L’engagement du gouvernement en faveur de la transparence et de la régularisation du marché est un atout majeur pour la pérennité du secteur. Les actions visant la réhabilitation des anciennes plantations et l’application des bonnes pratiques agricoles ont permis d’avoir cette production agricole. La vision du chef de l’Etat est de promouvoir le développement agricole et son leadership ont été des sources d’inspiration pour tous les acteurs.
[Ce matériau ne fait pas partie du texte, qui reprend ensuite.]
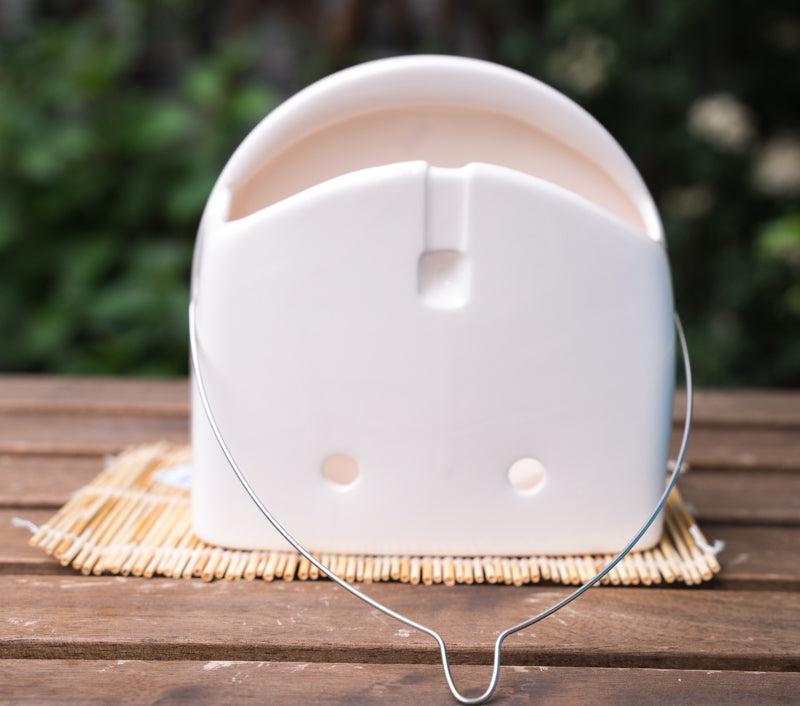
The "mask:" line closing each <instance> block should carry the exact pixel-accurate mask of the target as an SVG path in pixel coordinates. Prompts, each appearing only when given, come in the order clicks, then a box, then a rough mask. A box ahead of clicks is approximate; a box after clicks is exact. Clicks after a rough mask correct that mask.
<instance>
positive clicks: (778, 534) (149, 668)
mask: <svg viewBox="0 0 800 706" xmlns="http://www.w3.org/2000/svg"><path fill="white" fill-rule="evenodd" d="M675 407H676V417H675V420H676V427H675V430H674V433H675V435H677V434H679V433H680V428H679V424H680V420H681V414H682V412H681V408H682V400H681V399H680V395H679V396H678V398H677V399H676V405H675ZM188 413H189V405H188V385H187V382H186V381H185V380H171V381H155V380H116V379H94V378H83V379H81V378H49V377H2V376H0V477H1V478H2V483H0V595H2V596H3V600H2V601H1V602H0V657H2V659H0V702H2V703H32V704H33V703H36V704H39V703H87V704H100V703H103V704H105V703H110V702H119V703H156V702H158V703H176V704H181V703H189V702H191V703H199V704H206V703H227V702H234V701H240V702H241V701H242V700H244V701H254V702H255V701H259V702H272V701H277V700H280V701H283V702H284V703H304V702H310V701H313V702H317V703H404V704H405V703H425V704H427V703H450V702H451V697H450V695H449V692H448V691H447V688H446V685H445V683H444V678H443V675H442V672H441V667H440V665H439V657H438V653H437V650H436V646H435V644H434V643H433V642H432V641H431V640H430V639H429V638H427V637H426V636H425V635H423V634H420V633H417V632H416V631H413V630H409V629H407V628H406V627H405V626H404V625H402V624H400V623H396V622H394V621H392V620H391V619H389V618H387V617H385V616H383V615H381V614H379V613H376V612H375V611H372V610H370V609H369V608H366V607H364V606H363V605H361V604H360V603H358V602H356V601H354V600H353V598H352V597H350V596H348V595H346V594H345V593H344V592H343V591H342V590H341V589H340V588H338V587H337V586H335V585H333V584H331V583H330V582H326V581H317V582H300V581H296V582H292V583H284V582H274V583H267V582H264V581H252V582H251V581H217V582H214V583H211V584H206V583H203V582H202V581H196V580H169V579H137V578H121V577H111V576H99V577H84V576H81V575H78V574H76V573H75V572H73V571H72V570H71V569H68V568H63V567H61V566H60V565H59V564H58V563H57V562H55V561H53V560H52V559H51V558H50V557H48V556H46V555H45V554H44V553H42V552H41V551H38V550H34V549H32V548H30V547H28V545H27V538H28V537H29V532H28V530H27V529H25V528H22V527H17V526H14V525H13V524H12V519H13V518H15V517H23V518H25V519H27V520H29V521H31V522H33V523H37V524H39V523H42V522H44V521H46V520H47V519H48V517H49V516H50V515H51V514H52V512H53V511H54V510H55V509H56V508H58V507H59V506H60V505H61V504H63V503H64V502H65V501H66V499H67V498H68V497H69V494H70V493H71V492H73V491H74V490H76V489H77V488H79V487H80V486H81V485H83V484H85V483H86V482H88V481H89V480H91V478H93V477H94V476H95V475H96V474H97V473H98V472H99V470H100V469H101V468H102V465H103V461H104V457H105V456H107V455H108V454H114V453H118V452H119V451H120V450H122V449H123V448H125V447H127V446H131V445H136V444H141V443H146V442H151V441H156V440H160V439H166V440H168V441H172V442H176V443H186V442H187V441H188ZM689 462H690V464H691V470H690V471H689V472H688V473H687V474H686V475H685V476H683V477H682V478H681V479H680V481H679V485H680V487H681V490H682V492H683V494H684V497H685V498H686V499H687V501H688V502H689V503H691V504H692V506H693V508H694V511H695V515H696V517H697V518H698V521H699V522H700V524H701V526H702V528H703V530H704V532H705V533H706V535H707V536H708V537H709V539H711V540H714V539H720V540H722V541H724V542H725V544H726V548H725V550H724V551H723V552H722V554H721V555H720V562H721V564H722V567H723V568H722V572H721V573H720V575H719V576H718V577H717V578H716V579H714V580H713V581H712V582H710V583H709V584H704V585H702V586H699V587H695V588H685V587H659V588H652V587H648V588H613V587H607V588H606V587H604V588H594V589H592V590H591V591H589V592H588V593H587V594H586V595H585V596H582V597H581V598H580V599H578V601H576V602H575V603H573V604H571V605H570V606H568V607H567V608H565V609H564V610H562V611H560V612H559V613H557V614H555V615H554V616H552V617H551V618H549V619H547V620H545V621H543V622H542V623H539V624H537V625H535V626H533V627H532V628H529V629H526V630H524V631H523V632H522V633H521V634H517V635H515V636H513V637H511V638H509V640H508V641H507V647H506V649H505V651H504V664H505V665H507V666H505V667H504V669H503V673H502V677H501V682H500V687H499V689H498V692H497V700H496V702H497V703H509V704H511V703H513V704H516V703H528V702H529V701H533V700H535V701H537V702H539V703H542V702H543V703H548V704H549V703H553V704H582V703H586V704H595V703H609V704H610V703H614V704H634V703H636V704H638V703H642V702H644V701H646V700H653V701H656V702H658V703H666V704H670V703H675V704H678V703H680V704H687V703H698V704H700V703H707V702H714V703H731V704H751V703H770V704H771V703H798V702H800V697H798V694H799V693H800V637H799V636H800V392H791V391H774V392H773V391H770V392H764V391H759V390H747V391H737V392H724V391H714V390H710V391H700V392H699V393H698V394H697V397H696V403H695V426H694V428H693V432H692V440H691V445H690V449H689ZM364 590H365V591H368V592H369V593H370V595H373V596H375V597H376V598H378V599H379V600H381V601H385V602H387V603H388V604H389V605H391V606H392V607H394V608H396V609H398V610H400V611H401V612H406V611H407V612H408V613H409V614H411V615H412V616H414V617H415V618H416V619H419V620H420V621H422V622H428V623H430V625H431V626H432V627H434V628H436V629H440V630H442V632H443V634H444V636H445V639H446V640H447V642H448V645H449V647H450V648H451V650H452V653H453V657H454V660H455V661H456V662H457V663H459V666H458V667H456V670H455V677H456V680H457V682H458V683H459V685H460V686H462V687H463V688H464V689H465V690H466V691H468V692H469V691H470V690H471V691H472V692H473V693H475V692H478V691H482V690H483V689H484V688H485V685H486V683H487V681H488V678H489V667H488V664H489V663H490V661H491V649H492V643H493V640H494V638H495V637H496V635H497V633H498V631H499V630H501V629H502V628H504V627H506V626H508V625H511V624H513V623H516V622H519V621H520V620H523V619H524V618H526V617H528V616H530V615H531V614H533V613H535V612H537V611H538V610H541V609H542V608H544V607H546V606H547V605H549V604H550V603H551V602H553V601H554V600H557V599H558V598H559V597H560V596H562V595H564V593H565V589H563V588H560V587H557V586H552V585H538V586H528V587H524V588H515V587H506V586H489V585H483V586H453V587H445V586H434V587H417V586H407V585H397V584H380V585H372V586H369V587H365V589H364Z"/></svg>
Il invite les structures à avancer vers cette campagne avec patience et ambition tout en étant des ambassadeurs de cette filière pour la faire briller sur la scène nationale et internationale. « L’option faite par le gouvernement de promouvoir l’industrialisation de notre pays pour la création d’emplois et de richesse à travers le développement des filières agricoles engage l’Interprofession de la filière anacarde qui est le cadre de concertation des deux familles d’acteurs à savoir la Fenapab, le Conseil national des transformateurs de cajou (Cntc) pour assurer la commercialisation en un système groupé et la transformation de la totalité du volume de la production nationale de la noix d’anacarde au Bénin », indique Léopold Lokossou. « La transformation au plan local de toute la production nationale des noix de cajou du Bénin est une préoccupation du gouvernement. Nous gardons espoir que cette volonté ne restera pas un simple vœu », a rassuré Charles Kayembe, président du Conseil national des transformateurs de cajou (Cntc). Les acteurs se sont engagés à faire le nécessaire pour faire évaluer les balances à utiliser dans le cadre de cette campagne par l’Agence nationale de normalisation, de métrologie et du contrôle qualité. D’un autre côté tous les acteurs et maires sont invités à accompagner les structures de l’Etat dans le cadre de la lutte contre les sorties frauduleuses des productions afin de préserver les efforts communs et de relever le défi de performance de la filière.
Transformation
Il faut préciser que les unités de transformation ne tournent pas encore à leur plein potentiel. La transformation des noix de cajou reste l’autre maillon en pleine mutation de la filière. Selon les données du Conseil national des transformateurs de Cajou (Cntc), sur une capacité installée d’environ 65 000 tonnes pour la transformation des noix de cajou (14 unités de transformation dont 3 non fonctionnelles entre 2022 et 2023 pour la transformation des noix de cajou), 19.100 tonnes et 26. 035 tonnes ont été transformées respectivement en 2022 et en 2023. A ces unités, s’ajoutent celles installées au niveau de la Gdiz pour la transformation des noix de cajou dont les capacités sont de 120 000 tonnes par an et qui ont transformé 57 000 tonnes de noix de cajou au titre de la campagne 2022-2023 selon les données de la Société d’Investissement et de la Promotion de l’Industrie (Sipi).
Par ailleurs, les unités de transformation des pommes en jus existent dans le pays (25 unités en 2022 et 2023) et qui ont permis de transformer respectivement 225 tonnes et 250 tonnes de pommes en 450 000 et 500 000 bouteilles de 25 cl respectivement en 2022 et 2023 selon la Cntc. Au niveau de la Gdiz, 1200 tonnes d’amandes transformées ont été exportées selon la Sipi.